26  Presenting the Data

Chapter 19 introduced the importance of partitioning sources of variability in the response. This theme impacts both the manner in which we summarize data and the analysis we conduct. We keep this idea in mind as we also construct graphical and numerical summaries which address our research objective.

We have already argued that variability makes addressing questions difficult. If every subject in the Organic Food Case Study had the same moral expectation when exposed to the same food type, there would be no need for statistics. We would simply evaluate one subject and determine which treatment to give. Statistics exists because of the ambiguity created by variability in the responses. As a result of this variability, our statistical graphics (and later our model for the data generating process) must distinguish the various sources of variability. That is, with any analysis, we try to answer the question “why aren’t all the values the same? What are the reasons for the difference we are observing?”

From the Organic Food Case Study, consider the primary question of interest:

Is there evidence of a relationship between the type of food a person is exposed to and their moral expectations, on average, following exposure?

We are really asking “does the food exposure help explain the differences in the moral expectations of individuals?” We know that there are differences in moral expectations between individuals.
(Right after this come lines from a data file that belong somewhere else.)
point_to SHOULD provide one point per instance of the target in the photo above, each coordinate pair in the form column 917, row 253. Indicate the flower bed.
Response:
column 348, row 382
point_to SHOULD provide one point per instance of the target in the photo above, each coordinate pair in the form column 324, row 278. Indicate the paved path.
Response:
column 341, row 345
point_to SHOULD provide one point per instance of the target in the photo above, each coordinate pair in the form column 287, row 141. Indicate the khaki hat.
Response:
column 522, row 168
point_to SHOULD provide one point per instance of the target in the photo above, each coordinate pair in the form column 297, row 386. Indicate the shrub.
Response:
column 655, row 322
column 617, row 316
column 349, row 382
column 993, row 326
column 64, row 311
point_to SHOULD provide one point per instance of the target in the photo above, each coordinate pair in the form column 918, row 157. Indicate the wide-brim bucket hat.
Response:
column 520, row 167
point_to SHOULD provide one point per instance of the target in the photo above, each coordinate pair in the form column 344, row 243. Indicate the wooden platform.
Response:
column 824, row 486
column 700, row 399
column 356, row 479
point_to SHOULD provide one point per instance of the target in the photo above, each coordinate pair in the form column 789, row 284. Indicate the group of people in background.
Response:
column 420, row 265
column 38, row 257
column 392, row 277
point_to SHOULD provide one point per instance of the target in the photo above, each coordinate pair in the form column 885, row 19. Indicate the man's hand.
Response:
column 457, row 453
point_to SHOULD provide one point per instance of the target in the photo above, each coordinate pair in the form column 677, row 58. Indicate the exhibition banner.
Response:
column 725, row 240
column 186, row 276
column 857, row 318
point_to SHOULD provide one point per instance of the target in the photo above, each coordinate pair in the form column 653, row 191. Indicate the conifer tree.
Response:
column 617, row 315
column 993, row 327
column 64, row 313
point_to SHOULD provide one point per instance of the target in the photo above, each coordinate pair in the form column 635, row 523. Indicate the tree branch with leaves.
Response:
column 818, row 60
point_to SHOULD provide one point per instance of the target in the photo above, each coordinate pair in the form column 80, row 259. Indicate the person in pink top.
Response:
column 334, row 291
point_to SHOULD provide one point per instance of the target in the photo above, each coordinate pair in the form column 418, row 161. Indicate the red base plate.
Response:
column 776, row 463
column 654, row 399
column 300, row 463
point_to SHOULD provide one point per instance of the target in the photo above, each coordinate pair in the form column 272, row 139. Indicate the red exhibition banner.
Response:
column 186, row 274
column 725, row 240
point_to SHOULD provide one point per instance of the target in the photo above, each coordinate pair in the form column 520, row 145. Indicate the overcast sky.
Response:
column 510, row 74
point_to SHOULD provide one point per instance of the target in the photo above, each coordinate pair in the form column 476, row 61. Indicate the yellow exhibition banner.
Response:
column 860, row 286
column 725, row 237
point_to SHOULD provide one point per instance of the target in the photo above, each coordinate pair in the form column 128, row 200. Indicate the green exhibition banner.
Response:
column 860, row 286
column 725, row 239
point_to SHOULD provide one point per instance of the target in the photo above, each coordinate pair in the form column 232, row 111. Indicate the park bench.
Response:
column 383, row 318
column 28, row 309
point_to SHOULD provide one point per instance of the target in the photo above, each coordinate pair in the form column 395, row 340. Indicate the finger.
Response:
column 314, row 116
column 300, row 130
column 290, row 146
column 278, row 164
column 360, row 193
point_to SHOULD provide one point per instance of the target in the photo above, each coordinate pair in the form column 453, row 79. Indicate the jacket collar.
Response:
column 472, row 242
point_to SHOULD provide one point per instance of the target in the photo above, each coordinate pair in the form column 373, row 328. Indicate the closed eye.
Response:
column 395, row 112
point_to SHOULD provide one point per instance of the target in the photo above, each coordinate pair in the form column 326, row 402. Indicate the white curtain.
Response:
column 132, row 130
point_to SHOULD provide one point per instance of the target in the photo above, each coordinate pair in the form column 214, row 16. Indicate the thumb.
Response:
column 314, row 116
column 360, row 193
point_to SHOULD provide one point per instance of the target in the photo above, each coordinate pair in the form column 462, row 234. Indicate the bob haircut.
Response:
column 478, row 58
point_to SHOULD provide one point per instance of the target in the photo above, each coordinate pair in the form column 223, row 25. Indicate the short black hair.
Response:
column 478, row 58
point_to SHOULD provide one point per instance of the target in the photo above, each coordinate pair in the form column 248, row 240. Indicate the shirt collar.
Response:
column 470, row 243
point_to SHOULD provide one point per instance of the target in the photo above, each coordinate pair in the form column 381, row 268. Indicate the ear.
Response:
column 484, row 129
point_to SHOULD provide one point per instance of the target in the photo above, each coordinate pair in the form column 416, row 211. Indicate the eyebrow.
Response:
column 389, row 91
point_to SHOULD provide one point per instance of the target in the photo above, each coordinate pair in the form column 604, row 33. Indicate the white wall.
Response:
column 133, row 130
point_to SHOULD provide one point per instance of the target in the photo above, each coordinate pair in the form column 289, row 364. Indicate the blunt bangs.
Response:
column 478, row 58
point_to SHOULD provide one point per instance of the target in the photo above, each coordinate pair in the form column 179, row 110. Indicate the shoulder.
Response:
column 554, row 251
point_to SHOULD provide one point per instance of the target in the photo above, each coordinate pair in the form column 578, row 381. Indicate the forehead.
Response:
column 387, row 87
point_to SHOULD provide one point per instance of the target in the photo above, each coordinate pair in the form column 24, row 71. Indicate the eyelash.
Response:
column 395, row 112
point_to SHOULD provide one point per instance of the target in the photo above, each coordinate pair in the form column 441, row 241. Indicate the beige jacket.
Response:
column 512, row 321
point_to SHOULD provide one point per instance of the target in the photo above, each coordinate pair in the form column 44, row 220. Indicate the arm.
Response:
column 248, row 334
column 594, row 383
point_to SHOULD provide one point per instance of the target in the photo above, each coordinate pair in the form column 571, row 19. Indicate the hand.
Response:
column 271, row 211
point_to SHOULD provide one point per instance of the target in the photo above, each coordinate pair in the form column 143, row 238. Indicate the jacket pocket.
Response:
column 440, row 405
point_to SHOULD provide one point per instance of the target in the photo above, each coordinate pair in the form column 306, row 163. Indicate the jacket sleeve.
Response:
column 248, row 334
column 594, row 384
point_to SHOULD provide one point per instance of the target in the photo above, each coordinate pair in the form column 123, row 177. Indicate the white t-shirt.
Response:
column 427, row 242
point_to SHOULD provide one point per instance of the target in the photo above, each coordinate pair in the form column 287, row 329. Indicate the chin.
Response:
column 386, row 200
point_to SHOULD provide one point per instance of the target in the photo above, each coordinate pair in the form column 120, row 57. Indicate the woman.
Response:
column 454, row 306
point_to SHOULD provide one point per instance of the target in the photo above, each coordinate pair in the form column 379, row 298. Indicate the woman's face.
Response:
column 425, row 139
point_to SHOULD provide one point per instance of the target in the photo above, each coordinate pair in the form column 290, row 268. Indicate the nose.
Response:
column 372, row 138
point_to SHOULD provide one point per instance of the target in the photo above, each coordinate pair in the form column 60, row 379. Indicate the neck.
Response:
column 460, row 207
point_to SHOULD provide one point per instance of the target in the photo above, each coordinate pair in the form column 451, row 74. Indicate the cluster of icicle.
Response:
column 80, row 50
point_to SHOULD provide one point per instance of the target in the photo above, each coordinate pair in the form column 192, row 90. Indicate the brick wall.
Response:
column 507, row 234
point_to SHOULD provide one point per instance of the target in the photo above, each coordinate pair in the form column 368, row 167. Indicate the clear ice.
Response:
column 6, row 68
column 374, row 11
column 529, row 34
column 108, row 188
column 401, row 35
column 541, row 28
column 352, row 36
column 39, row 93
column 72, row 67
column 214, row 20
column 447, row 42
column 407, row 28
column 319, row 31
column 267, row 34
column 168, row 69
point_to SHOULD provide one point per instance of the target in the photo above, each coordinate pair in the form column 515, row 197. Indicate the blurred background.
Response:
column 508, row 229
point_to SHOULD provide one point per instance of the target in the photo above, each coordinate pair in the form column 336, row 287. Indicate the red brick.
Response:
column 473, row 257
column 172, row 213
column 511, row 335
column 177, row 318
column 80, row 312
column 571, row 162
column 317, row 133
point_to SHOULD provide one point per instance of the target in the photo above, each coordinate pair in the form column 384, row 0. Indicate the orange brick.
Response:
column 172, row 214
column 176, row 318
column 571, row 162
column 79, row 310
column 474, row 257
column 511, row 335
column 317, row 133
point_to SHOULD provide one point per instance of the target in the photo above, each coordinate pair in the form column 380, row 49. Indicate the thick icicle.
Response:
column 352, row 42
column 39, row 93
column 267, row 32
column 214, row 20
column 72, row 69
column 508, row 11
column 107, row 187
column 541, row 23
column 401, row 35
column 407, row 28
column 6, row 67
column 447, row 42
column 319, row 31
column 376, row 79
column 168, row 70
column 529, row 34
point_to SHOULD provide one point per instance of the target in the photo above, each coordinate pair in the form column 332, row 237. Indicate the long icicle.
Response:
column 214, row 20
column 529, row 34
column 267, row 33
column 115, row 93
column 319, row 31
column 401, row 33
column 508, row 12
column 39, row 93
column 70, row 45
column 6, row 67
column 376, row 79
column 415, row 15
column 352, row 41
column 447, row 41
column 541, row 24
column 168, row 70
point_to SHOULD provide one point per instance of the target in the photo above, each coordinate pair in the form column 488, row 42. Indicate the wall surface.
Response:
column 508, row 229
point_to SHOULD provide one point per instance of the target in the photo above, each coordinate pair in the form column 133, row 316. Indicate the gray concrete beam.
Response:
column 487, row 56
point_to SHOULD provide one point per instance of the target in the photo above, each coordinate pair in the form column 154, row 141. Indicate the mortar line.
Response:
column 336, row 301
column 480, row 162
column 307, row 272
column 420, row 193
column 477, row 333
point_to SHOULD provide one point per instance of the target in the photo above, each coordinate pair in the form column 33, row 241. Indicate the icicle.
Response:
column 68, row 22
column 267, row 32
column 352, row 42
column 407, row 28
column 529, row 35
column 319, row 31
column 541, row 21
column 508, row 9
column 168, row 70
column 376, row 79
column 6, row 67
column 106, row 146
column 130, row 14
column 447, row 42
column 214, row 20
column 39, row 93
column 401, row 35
But, are these differences solely due to natural variability (some people are just inherently, possibly due to how they were raised, more or less strict in terms of their moral beliefs); or, is there some systematic component that explains at least a portion of the differences between individuals?

A good graphic must then tease out how much of the difference in the moral expectations is from subject-to-subject variability and how much is due to the food exposure. When our response and predictor were both quantitative, a scatterplot was appropriate (Chapter 16). When our response is categorical, we may turn to other options, but the goal is the same — address the research objective and tease out the various sources of variability in the response. Consider a common graphic which is not useful in this situation (Figure 26.1).
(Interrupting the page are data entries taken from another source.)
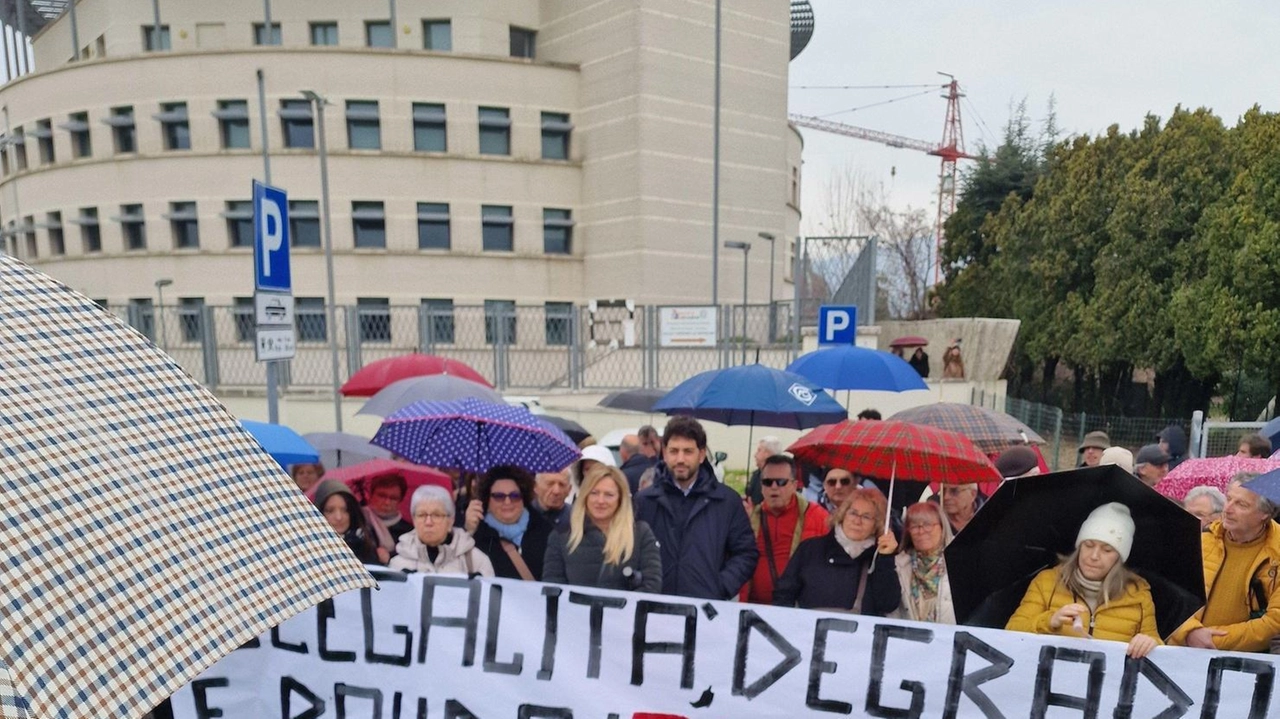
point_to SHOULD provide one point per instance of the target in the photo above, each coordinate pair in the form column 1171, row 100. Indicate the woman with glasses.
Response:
column 435, row 546
column 603, row 544
column 922, row 571
column 513, row 537
column 851, row 567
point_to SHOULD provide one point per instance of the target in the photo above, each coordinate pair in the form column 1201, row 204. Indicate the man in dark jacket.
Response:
column 708, row 549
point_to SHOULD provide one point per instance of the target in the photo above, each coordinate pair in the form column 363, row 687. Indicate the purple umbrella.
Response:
column 474, row 435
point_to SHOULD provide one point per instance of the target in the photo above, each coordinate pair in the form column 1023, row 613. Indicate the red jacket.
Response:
column 785, row 536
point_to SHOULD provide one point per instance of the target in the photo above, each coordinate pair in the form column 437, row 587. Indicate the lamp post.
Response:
column 160, row 285
column 746, row 250
column 319, row 102
column 773, row 315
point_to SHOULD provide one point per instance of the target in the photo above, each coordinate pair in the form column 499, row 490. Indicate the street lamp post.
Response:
column 746, row 250
column 319, row 104
column 160, row 285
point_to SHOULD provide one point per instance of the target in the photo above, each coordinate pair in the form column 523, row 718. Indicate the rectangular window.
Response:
column 77, row 124
column 91, row 234
column 378, row 33
column 56, row 239
column 522, row 42
column 240, row 223
column 191, row 317
column 304, row 223
column 364, row 129
column 263, row 37
column 245, row 317
column 124, row 131
column 154, row 41
column 375, row 319
column 44, row 132
column 309, row 315
column 324, row 33
column 556, row 133
column 184, row 225
column 499, row 316
column 133, row 227
column 369, row 224
column 438, row 35
column 439, row 321
column 433, row 225
column 429, row 128
column 174, row 126
column 494, row 131
column 558, row 317
column 497, row 228
column 557, row 232
column 297, row 123
column 233, row 124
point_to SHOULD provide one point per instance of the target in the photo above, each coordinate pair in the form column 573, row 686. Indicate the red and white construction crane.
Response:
column 950, row 150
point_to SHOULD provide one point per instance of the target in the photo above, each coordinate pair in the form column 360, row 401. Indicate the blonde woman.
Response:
column 1091, row 594
column 604, row 545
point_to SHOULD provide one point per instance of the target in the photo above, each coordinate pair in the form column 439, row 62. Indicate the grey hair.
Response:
column 432, row 493
column 1216, row 499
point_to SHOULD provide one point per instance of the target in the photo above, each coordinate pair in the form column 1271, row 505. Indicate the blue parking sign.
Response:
column 272, row 238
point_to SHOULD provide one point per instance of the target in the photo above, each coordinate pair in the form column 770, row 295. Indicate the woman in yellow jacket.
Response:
column 1091, row 592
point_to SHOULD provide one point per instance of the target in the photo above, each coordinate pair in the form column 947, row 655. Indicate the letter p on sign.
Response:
column 837, row 324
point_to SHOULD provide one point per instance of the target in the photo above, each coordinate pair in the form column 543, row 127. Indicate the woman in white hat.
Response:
column 1091, row 592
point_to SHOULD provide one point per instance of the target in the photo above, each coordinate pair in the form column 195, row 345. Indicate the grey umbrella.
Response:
column 433, row 388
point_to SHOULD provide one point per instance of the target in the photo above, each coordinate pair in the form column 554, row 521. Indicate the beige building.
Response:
column 515, row 151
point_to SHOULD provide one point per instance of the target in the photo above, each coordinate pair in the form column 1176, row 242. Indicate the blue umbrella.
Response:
column 753, row 394
column 283, row 444
column 856, row 367
column 474, row 435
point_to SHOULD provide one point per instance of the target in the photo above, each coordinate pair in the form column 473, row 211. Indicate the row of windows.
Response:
column 297, row 124
column 374, row 319
column 368, row 224
column 437, row 35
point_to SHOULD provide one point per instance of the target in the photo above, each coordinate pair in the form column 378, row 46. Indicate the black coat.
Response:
column 708, row 548
column 821, row 575
column 533, row 546
column 585, row 566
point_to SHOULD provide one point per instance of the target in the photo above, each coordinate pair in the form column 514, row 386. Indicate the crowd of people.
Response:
column 661, row 522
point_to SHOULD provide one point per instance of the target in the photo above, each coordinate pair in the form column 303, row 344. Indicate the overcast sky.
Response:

Bar chart of the average moral expectations for individuals exposed to one of three types of food types; no sense of variability is given.
Figure 26.1: Illustration of a poor graphic using the Organic Food Case Study; the graphic does not give us a sense of variability. As a result, it is not clear how different these means really are.

To determine an appropriate graphic, we need to remember that we want to partition the variability. So, we must not only compare the differences between the groups but also allow the viewer to get a sense of the variability within the group. A common way of doing this within engineering and scientific disciplines is to construct side-by-side boxplots, as illustrated in Figure 26.2.

Side-by-side boxplots of the moral expectations for three different food categories.
Figure 26.2: Comparison of the moral expectations for college students exposed to different types of food.

From the graphic, we see that the moral expectation scores seem to have nearly the same pattern in each of the exposure groups. More, the center of each of the groups is roughly the same. That is, there does not appear to be any evidence that the type of food to which a subject is exposed is associated with moral expectations, on average.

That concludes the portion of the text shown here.